劉梟一聲大喝,驚得現場所有人都目瞪口呆。


    大乾的儀仗隊的音樂,都戛然而止了。


    餘謙臉色驚詫,渾身有些微微發抖。


    武王是真唯恐天下不亂啊,剛剛還調侃了納蘭鴻雁,如今又讓所有北涼使團的護衛卸甲?


    這是公然挑釁啊!


    北涼使團來勢洶洶,又抓著大乾的把柄,不好好奉承接待就罷了,這麽搞不是要和北涼硬剛嗎?


    “王爺……”餘謙忍不住,想要勸阻。


    劉梟卻是大手一擺道:“本王知道你想要說什麽,不過我大乾的規矩不能亂。北涼使團既是遠道而來和談的,就必須入鄉隨俗。”


    “今日必須卸甲!”


    劉梟再次怒喝,態度非常堅定。


    餘謙也不敢再勸,但看納蘭鴻雁的臉色,早已死灰一片!


    而身後的北涼護衛,一個個也是怒目圓瞪,並無卸甲的意思,大有一種當即就要和大乾儀仗隊幹仗的意思。

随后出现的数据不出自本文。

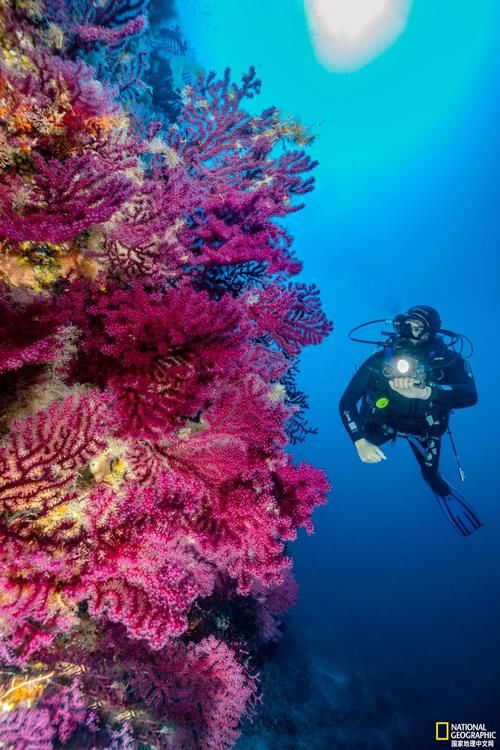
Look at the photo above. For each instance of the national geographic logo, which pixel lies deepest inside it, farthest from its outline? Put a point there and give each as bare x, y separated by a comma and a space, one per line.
465, 735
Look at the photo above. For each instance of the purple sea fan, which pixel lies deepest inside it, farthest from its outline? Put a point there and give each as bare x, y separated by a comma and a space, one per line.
65, 199
27, 729
40, 460
292, 317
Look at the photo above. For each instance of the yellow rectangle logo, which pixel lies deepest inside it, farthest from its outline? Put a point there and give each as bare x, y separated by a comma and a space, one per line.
442, 733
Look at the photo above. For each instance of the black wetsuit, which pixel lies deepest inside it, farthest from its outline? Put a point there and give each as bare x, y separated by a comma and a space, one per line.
385, 414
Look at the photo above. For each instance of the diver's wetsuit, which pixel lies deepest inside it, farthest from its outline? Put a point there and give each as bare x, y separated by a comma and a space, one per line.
421, 422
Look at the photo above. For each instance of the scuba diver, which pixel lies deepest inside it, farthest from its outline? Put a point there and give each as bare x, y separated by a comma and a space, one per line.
408, 389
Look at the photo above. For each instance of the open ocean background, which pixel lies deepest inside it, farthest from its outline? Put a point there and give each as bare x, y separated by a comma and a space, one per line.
398, 618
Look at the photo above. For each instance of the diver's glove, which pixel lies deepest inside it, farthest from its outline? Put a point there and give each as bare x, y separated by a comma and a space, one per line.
368, 452
409, 388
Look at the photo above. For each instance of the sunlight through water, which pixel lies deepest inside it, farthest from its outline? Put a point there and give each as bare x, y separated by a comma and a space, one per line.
347, 34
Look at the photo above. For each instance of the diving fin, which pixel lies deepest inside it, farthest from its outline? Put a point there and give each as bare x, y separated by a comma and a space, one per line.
459, 512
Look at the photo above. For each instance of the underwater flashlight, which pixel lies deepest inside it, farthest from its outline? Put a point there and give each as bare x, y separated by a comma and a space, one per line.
403, 366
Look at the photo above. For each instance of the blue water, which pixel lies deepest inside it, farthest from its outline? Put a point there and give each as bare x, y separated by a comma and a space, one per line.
405, 211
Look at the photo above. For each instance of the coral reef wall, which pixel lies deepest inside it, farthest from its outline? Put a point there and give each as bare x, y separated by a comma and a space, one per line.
148, 356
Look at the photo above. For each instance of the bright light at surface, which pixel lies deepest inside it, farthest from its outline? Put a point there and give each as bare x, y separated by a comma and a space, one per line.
347, 34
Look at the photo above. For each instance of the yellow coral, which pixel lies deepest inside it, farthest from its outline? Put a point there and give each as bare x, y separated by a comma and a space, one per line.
23, 691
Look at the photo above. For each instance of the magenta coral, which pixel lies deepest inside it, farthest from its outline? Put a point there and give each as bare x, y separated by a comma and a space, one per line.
149, 341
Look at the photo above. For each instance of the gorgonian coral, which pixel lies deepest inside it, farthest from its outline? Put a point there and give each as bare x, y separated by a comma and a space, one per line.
150, 336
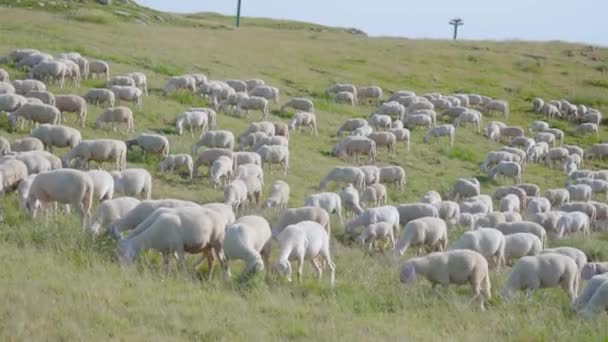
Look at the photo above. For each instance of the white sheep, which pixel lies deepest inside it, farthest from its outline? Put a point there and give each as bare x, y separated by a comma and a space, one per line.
304, 240
451, 267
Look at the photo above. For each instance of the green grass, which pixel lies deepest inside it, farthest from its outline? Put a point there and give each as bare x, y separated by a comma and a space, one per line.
57, 284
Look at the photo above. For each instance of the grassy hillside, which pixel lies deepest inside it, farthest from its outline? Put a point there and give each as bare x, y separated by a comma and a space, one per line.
57, 284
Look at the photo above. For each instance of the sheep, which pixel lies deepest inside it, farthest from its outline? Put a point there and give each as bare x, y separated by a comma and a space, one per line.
350, 125
274, 155
455, 267
508, 228
72, 104
591, 269
580, 192
464, 188
221, 167
507, 169
65, 186
103, 185
133, 182
304, 240
346, 97
440, 131
99, 67
329, 201
393, 174
299, 104
267, 92
252, 103
56, 136
297, 215
374, 195
35, 113
598, 151
235, 194
488, 242
519, 245
177, 161
99, 150
305, 119
176, 231
108, 212
247, 239
542, 271
572, 222
150, 143
115, 115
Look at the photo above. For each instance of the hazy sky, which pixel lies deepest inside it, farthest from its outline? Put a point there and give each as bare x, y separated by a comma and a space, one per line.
580, 20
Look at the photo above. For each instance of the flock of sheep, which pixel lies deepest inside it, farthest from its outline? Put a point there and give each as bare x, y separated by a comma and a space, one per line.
516, 234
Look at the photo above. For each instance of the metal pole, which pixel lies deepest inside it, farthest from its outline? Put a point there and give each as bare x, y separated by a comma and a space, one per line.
238, 14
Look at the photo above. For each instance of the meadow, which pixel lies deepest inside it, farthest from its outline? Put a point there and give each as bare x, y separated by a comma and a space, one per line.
57, 284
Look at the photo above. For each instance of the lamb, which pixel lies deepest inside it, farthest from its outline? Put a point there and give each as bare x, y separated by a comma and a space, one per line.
56, 136
509, 228
26, 144
374, 195
108, 212
35, 113
133, 182
393, 174
304, 240
100, 97
455, 267
252, 103
299, 104
519, 245
235, 194
73, 104
175, 231
247, 239
349, 197
542, 271
150, 143
115, 115
440, 131
305, 119
573, 222
274, 155
507, 169
128, 94
329, 201
297, 215
99, 67
65, 186
278, 196
99, 150
177, 161
103, 185
221, 167
488, 242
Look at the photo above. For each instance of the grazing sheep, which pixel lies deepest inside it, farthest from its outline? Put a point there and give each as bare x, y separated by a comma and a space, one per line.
115, 115
247, 239
451, 267
99, 150
278, 196
488, 242
150, 143
72, 104
65, 186
108, 212
305, 119
542, 271
304, 240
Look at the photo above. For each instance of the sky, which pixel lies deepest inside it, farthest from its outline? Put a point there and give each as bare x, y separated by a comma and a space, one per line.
575, 21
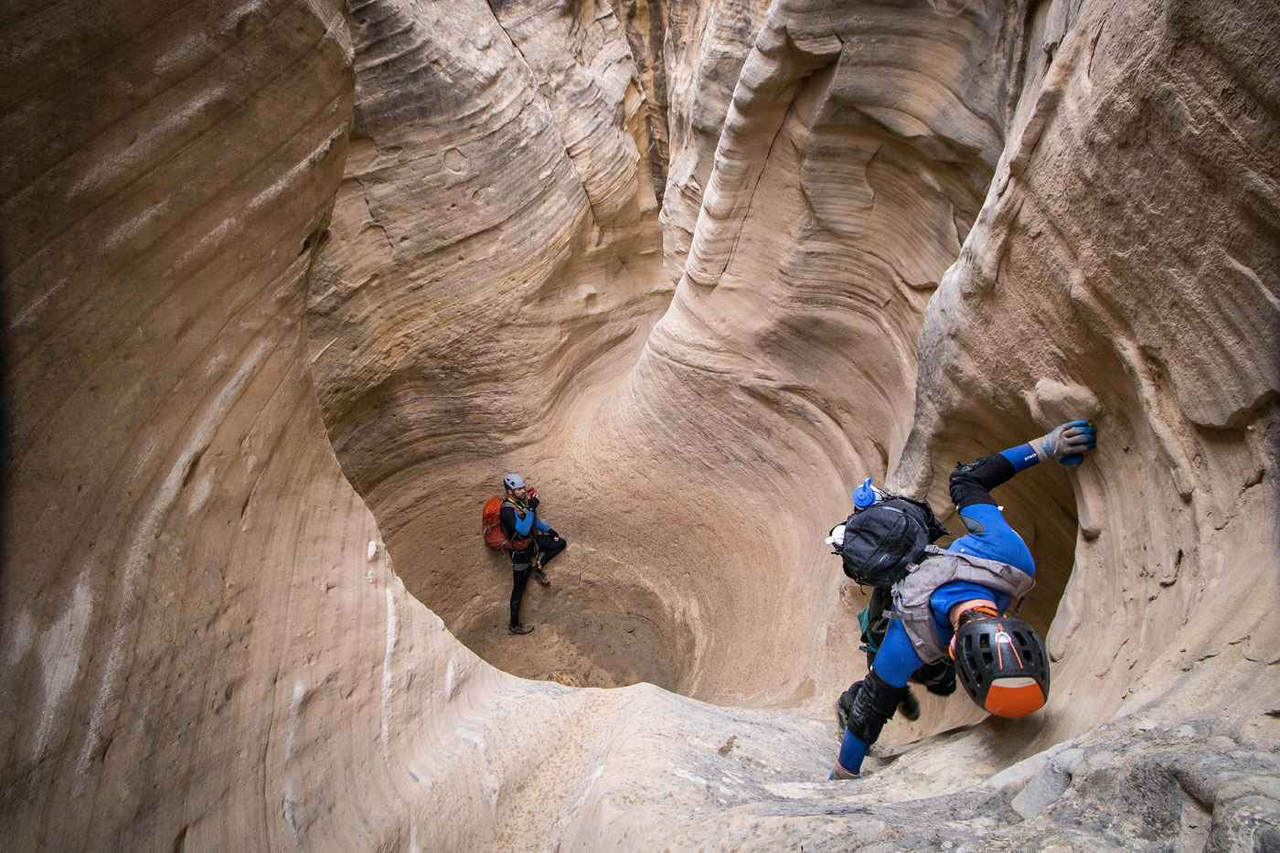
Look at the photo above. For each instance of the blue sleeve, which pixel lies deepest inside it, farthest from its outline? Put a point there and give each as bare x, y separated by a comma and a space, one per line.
896, 661
1020, 457
851, 752
524, 523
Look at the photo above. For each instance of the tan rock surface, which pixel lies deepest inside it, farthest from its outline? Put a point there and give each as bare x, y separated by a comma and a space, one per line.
289, 284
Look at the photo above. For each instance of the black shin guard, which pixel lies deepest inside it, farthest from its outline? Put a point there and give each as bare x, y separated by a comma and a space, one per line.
874, 705
972, 482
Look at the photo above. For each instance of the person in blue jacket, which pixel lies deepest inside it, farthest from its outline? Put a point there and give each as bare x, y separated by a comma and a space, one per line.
535, 543
952, 602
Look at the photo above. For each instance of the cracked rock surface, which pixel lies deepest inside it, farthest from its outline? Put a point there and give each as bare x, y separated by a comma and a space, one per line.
289, 284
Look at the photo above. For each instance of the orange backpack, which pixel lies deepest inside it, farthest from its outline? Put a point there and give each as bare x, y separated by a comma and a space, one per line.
490, 524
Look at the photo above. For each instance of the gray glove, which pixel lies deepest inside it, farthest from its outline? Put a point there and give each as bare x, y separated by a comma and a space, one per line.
1066, 443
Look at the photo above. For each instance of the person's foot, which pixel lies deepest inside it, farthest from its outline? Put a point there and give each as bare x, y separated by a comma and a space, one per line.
910, 706
844, 707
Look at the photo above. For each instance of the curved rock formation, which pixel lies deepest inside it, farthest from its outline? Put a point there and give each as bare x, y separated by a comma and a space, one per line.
289, 284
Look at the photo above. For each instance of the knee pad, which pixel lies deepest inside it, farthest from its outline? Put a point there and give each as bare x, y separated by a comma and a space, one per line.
874, 705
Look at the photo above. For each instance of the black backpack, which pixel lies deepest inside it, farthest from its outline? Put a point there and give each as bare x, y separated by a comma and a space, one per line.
885, 539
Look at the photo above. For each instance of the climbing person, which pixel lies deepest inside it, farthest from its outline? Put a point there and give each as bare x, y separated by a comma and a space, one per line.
533, 542
949, 605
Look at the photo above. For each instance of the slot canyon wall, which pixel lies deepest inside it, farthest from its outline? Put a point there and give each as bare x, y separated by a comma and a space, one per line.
288, 284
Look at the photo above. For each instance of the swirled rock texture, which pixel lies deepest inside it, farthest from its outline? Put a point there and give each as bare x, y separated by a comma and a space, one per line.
288, 286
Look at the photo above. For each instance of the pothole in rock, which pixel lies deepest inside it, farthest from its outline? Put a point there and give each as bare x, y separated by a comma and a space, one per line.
586, 633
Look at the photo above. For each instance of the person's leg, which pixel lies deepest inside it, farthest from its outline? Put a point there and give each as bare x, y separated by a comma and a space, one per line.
520, 579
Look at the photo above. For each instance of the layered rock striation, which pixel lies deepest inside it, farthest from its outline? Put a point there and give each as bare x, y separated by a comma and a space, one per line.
289, 284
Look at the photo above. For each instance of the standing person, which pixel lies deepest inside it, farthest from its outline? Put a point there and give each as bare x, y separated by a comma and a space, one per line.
535, 543
951, 602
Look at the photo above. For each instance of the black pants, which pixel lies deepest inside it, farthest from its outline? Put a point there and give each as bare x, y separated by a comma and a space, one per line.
520, 561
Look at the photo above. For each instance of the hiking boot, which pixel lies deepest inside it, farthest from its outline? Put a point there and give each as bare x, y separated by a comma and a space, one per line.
910, 706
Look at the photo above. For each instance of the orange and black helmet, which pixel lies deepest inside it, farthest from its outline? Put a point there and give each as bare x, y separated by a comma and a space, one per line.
1002, 664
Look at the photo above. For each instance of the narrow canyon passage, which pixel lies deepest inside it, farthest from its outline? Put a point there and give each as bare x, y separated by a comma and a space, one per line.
288, 284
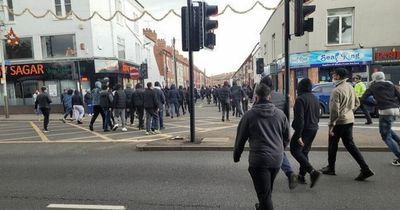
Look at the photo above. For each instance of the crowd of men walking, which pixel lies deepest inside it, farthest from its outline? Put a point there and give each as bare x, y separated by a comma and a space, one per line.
267, 129
120, 107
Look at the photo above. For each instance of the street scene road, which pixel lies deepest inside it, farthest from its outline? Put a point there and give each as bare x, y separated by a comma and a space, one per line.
27, 129
72, 165
33, 176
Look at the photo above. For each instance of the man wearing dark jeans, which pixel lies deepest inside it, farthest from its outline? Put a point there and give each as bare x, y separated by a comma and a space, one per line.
267, 130
43, 101
343, 102
360, 88
225, 96
388, 100
137, 100
96, 105
305, 125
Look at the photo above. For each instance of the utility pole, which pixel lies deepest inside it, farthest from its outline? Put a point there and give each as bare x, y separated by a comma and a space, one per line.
191, 86
287, 70
3, 71
175, 70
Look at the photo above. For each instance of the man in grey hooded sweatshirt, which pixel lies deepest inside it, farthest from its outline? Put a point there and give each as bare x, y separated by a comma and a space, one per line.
96, 105
267, 130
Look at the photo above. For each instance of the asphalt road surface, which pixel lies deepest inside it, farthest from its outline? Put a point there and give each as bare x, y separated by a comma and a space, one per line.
34, 176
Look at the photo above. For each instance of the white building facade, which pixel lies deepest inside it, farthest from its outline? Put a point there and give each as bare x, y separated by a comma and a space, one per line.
73, 53
360, 36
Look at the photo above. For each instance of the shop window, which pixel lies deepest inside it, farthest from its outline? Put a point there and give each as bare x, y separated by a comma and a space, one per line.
59, 46
53, 89
118, 7
28, 89
21, 51
121, 47
340, 26
63, 7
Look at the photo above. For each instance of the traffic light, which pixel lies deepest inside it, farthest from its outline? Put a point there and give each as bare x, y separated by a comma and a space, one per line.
203, 28
143, 73
197, 40
207, 34
260, 65
300, 12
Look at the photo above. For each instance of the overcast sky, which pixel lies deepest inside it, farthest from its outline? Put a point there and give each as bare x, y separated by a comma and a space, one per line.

    此時,北涼王駕的車簾,緩緩打開,裏麵傳來了齊王司馬徽的冷笑:“大乾武王,好大的口氣啊!”


    說著話,司馬徽緩緩下了車駕,來到了劉梟麵前:“此次本王奉命前來和談,我北涼皇帝特派八百護衛護駕。大乾既是要和談,難不成還要撤了我的護衛不成?”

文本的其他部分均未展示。